Sr Anne said “the interesting thing was when I’d actually made the decision or actually said it out loud I felt an extraordinary peace at being able to say yes to the invitation”.

“And that’s a sign of a discernment that has been honoured.”

Sr Anne said it was “one of the hardest decisions I’ve made for a long time”.

“It’s a case of do I stay here where I’m really comfortable and everything’s fine or do I think, ‘Now … I need to step out in trust’?” she said. “And I think there’s great energy in that. There’s fear and trepidation, but great energy in that I feel a great freedom in saying ‘Yes’ to the invitation.”

But the response to the invitation to leave everything and go to Alice Springs did not come quickly. Sr Anne knew she had to be patient with the Ignatian process of discernment she had come to trust through religious life and through her training in spiritual direction.

“It’s believing in the process, that you think, ‘Well, I know the process works’, because of other events and incidents in my life – that whole process of discernment and waiting on the Spirit …

“We can ask for something but often we live in such an immediate world, (and we can say) “Okay, I’ll ask, and can you give me an answer by the end of the prayer?’

“Whereas I’ve learned through life experience and through good direction, over my life, that you wait – the answer will come.It may not come in the way you want it but the answer is always there. So it’s a case of waiting.

“I could’ve made a decision earlier, perhaps, but that would’ve been a decision, not a discernment.

“So (it’s a case) of waiting for the Spirit, and waiting for that truth to become real, and keep having it checked out and validated with sharing the journey with someone else – with a spiritual companion.

“It helps you to clarify, to let go of the stuff that can be a distraction, and come down to the depth of what the invitation is, and what my response would be to that invitation.”

After bouncing backwards and forwards – “Yes”, “No”, “Yes”, “No” – Sr Anne finally reached a sense of freedom when she could say, “Yes, this is the right decision”.

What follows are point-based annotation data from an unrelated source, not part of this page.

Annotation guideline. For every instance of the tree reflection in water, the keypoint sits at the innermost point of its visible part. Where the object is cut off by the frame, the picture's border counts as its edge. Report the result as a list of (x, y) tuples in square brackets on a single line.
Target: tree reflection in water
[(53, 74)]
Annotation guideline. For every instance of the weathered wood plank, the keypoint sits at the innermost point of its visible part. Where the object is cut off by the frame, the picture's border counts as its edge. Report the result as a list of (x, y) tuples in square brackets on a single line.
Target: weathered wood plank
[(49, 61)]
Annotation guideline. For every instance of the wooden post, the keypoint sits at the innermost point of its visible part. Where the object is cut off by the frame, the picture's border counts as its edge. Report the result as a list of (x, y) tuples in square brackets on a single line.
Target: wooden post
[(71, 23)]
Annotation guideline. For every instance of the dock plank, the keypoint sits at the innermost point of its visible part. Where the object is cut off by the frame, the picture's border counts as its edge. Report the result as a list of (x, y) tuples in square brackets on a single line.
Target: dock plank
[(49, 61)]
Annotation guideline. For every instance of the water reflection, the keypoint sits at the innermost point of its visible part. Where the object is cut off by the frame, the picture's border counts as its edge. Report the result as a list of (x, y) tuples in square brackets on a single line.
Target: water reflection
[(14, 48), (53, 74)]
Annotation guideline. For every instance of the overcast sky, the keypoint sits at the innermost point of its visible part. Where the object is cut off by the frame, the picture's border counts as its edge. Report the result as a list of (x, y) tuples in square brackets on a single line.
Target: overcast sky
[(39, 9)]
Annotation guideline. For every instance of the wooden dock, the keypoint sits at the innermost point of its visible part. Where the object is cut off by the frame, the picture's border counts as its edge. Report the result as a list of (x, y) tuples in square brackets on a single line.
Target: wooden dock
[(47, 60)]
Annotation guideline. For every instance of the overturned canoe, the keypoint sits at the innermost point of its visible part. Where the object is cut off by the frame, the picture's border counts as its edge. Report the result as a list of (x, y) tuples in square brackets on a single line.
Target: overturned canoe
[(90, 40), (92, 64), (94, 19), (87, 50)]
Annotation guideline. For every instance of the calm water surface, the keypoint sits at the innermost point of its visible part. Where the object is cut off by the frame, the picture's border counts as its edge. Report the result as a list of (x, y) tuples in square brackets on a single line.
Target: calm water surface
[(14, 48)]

“In that back and forward, and Yes and No, when I actually heard myself saying it to another sister – when I was mentioning that this was where I think I might be going – this extraordinary sense of peace and a great freedom (came).

“It was like, ‘Yeah, I can do this’. And it’s a sense of not just ‘I can do it’ but ‘This feels right for me’.

“And, you know, as I’ve lived through and into religious life you realise it was the Spirit giving me the strength to say ‘Yes’ and the peace and freedom to continue the ‘Yes’.

“The invitation is almost like the daily invitation ‘Will you come and be with Me?’

“And it’s that freedom to say ‘Yes, because I can’t think of anywhere else I’d rather be’.

“Yes, the initiator of the invitation is the Spirit. That unsettling within me made me open to that question, ‘Would you think of moving out?’”

As “a Brisbane girl, born and bred” and with great sadness having to leave a ministry she loves, she heads for her new town with enthusiasm and trust.

“When I said there was a great peace, there’s also an extraordinary freedom,” she said. “And I’ve got to say the province is very supportive of me moving into this space.

“So it’s one of those things where there is this extraordinary freedom and I know I have the love and support of the (Ursuline) province in looking at this and, for both Mary and I, in starting this new venture there.

“It’s always tinged, of course, with the sadness of leaving but there is that wonderful sense of stepping out in trust.”

Sr Anne, who counts it as a great privilege to have worked in Brisbane archdiocese in supporting lay ministry, in multicultural pastoral care and Centacare Pastoral Ministries, doesn’t know what ministry awaits her but she hopes to look at the possibility of spiritual companioning and retreat work.

“There are already centres like that happening in the Centre but perhaps I might be able to be part of that,” she said. “Really, I have no preconceived ideas about how this will happen. And this is quite challenging.

“So I just hope that whatever gifts I bring that they be utilised most effectively about the compassion and justice and love of God.”